Erste Richtlinie 76/371/EWG der Kommission vom 1. März 1976 zur Festlegung gemeinschaftlicher Probenahmeverfahren für die amtliche Untersuchung von Futtermitteln

OJ L 102, 15.4.1976, p. 1–7 (DA, DE, EN, FR, IT, NL)
Greek special edition: Chapter 03 Volume 015 P. 25 - 30
Spanish special edition: Chapter 03 Volume 010 P. 37 - 43
Portuguese special edition: Chapter 03 Volume 010 P. 37 - 43
Special edition in Finnish: Chapter 03 Volume 007 P. 41 - 47
Special edition in Swedish: Chapter 03 Volume 007 P. 41 - 47
Special edition in Czech: Chapter 03 Volume 003 P. 21 - 27
Special edition in Estonian: Chapter 03 Volume 003 P. 21 - 27
Special edition in Latvian: Chapter 03 Volume 003 P. 21 - 27
Special edition in Lithuanian: Chapter 03 Volume 003 P. 21 - 27
Special edition in Hungarian Chapter 03 Volume 003 P. 21 - 27
Special edition in Maltese: Chapter 03 Volume 003 P. 21 - 27
Special edition in Polish: Chapter 03 Volume 003 P. 21 - 27
Special edition in Slovak: Chapter 03 Volume 003 P. 21 - 27
Special edition in Slovene: Chapter 03 Volume 003 P. 21 - 27
Special edition in Bulgarian: Chapter 03 Volume 002 P. 131 - 137
Special edition in Romanian: Chapter 03 Volume 002 P. 131 - 137

No longer in force, Date of end of validity: 25/08/2009; Aufgehoben durch 32009R0152

ELI: http://data.europa.eu/eli/dir/1976/371/oj

31976L0371

Erste Richtlinie 76/371/EWG der Kommission vom 1. März 1976 zur Festlegung gemeinschaftlicher Probenahmeverfahren für die amtliche Untersuchung von Futtermitteln

Amtsblatt Nr. L 102 vom 15/04/1976 S. 0001 - 0007
Finnische Sonderausgabe: Kapitel 3 Band 7 S. 0041
Griechische Sonderausgabe: Kapitel 03 Band 15 S. 0025
Schwedische Sonderausgabe: Kapitel 3 Band 7 S. 0041
Spanische Sonderausgabe: Kapitel 03 Band 10 S. 0037
Portugiesische Sonderausgabe: Kapitel 03 Band 10 S. 0037


ERSTE RICHTLINIE DER KOMMISSION vom 1. März 1976 zur Festlegung gemeinschaftlicher Probenahmeverfahren für die amtliche Untersuchung von Futtermitteln (76/371/EWG)

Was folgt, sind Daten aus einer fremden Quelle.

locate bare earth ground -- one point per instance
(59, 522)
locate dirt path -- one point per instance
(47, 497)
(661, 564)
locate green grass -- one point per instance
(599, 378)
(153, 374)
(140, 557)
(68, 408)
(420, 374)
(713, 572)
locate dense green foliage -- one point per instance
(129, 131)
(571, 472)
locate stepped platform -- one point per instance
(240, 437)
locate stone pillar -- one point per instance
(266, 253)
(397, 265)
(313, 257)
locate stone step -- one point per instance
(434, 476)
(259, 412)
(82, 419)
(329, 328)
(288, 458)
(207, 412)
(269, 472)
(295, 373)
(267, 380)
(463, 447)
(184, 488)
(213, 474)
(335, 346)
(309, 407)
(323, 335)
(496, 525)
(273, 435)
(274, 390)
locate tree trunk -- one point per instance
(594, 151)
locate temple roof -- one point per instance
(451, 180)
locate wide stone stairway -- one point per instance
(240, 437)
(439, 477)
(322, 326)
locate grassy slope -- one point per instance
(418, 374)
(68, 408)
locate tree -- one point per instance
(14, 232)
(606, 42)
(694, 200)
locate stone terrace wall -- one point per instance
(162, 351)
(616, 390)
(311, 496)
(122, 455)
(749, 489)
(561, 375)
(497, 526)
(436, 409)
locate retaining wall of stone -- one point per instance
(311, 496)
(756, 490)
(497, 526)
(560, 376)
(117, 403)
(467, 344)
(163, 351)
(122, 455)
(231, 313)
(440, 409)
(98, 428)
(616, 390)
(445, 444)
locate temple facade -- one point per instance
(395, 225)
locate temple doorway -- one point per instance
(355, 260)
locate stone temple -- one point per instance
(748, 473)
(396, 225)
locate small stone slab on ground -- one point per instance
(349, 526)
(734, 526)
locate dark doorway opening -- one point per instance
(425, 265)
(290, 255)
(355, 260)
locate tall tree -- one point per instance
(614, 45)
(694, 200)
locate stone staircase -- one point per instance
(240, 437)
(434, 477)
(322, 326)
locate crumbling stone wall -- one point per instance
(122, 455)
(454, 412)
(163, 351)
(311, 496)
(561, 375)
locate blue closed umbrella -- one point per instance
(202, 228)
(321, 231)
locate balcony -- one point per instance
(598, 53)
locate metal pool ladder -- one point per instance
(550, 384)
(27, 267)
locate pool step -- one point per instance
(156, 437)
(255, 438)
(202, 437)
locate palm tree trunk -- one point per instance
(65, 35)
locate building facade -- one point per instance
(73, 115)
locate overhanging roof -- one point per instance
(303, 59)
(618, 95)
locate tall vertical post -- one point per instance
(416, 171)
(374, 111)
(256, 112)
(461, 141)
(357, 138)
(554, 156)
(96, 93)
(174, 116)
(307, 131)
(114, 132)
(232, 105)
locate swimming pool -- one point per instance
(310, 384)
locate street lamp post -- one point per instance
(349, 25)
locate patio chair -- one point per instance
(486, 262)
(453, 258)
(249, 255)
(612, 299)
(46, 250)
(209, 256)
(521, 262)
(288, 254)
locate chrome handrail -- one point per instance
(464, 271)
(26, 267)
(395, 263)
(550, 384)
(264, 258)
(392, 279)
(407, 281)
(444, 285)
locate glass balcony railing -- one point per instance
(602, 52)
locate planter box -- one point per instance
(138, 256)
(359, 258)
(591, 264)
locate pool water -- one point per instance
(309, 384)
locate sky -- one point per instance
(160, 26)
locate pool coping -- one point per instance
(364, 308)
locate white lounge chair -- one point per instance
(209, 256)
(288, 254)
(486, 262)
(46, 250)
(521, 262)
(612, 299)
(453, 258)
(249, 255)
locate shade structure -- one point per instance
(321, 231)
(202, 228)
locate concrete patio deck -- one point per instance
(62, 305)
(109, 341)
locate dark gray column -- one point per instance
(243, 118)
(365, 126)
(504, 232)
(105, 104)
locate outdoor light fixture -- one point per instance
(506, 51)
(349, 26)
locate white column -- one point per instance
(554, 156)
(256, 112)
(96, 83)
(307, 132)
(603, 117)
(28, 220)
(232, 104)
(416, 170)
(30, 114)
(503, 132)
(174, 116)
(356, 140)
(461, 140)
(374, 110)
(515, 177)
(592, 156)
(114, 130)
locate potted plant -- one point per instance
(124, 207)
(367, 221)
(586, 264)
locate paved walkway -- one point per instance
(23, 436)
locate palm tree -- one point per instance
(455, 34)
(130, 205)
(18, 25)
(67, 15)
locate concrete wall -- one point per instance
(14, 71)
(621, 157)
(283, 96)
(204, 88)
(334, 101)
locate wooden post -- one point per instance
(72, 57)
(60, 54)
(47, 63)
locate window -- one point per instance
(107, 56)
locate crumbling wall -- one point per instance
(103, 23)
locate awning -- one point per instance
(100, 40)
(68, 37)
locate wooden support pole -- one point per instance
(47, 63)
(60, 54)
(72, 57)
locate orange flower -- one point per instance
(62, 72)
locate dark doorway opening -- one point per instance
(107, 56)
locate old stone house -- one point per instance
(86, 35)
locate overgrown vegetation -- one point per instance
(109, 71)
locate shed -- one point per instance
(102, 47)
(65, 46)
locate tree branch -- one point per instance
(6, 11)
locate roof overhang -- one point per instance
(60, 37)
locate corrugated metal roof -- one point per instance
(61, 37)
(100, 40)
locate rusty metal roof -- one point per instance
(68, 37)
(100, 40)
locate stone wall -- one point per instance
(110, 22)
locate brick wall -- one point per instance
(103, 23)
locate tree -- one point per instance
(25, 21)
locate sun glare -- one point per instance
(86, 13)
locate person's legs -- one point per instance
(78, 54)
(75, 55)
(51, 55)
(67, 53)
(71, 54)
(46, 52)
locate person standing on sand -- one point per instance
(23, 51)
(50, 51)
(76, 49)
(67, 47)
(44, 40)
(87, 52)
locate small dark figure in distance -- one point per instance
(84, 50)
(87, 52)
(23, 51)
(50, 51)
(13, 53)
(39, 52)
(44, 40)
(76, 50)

DIE KOMMISSION DER EUROPÄISCHEN GEMEINSCHAFTEN -

gestützt auf den Vertrag zur Gründung der Europäischen Wirtschaftsgemeinschaft,

gestützt auf die Richtlinie des Rates vom 20. Juli 1970 über die Einführung gemeinschaftlicher Probenahmeverfahren und Analysemethoden für die amtliche Untersuchung von Futtermitteln (1), zuletzt geändert durch die Beitrittsakte (2), insbesondere auf Artikel 2,

in Erwägung nachstehender Gründe:

Die vorgenannte Richtlinie bestimmt, daß die amtlichen Untersuchungen von Futtermitteln zur Feststellung, ob die auf Grund der Rechts- und Verwaltungsvorschriften festgelegten Vorschriften hinsichtlich Beschaffenheit und der Zusammensetzung der Futtermittel erfuellt sind, nach gemeinschaftlichen Probenahmeverfahren und Analysemethoden durchgeführt werden.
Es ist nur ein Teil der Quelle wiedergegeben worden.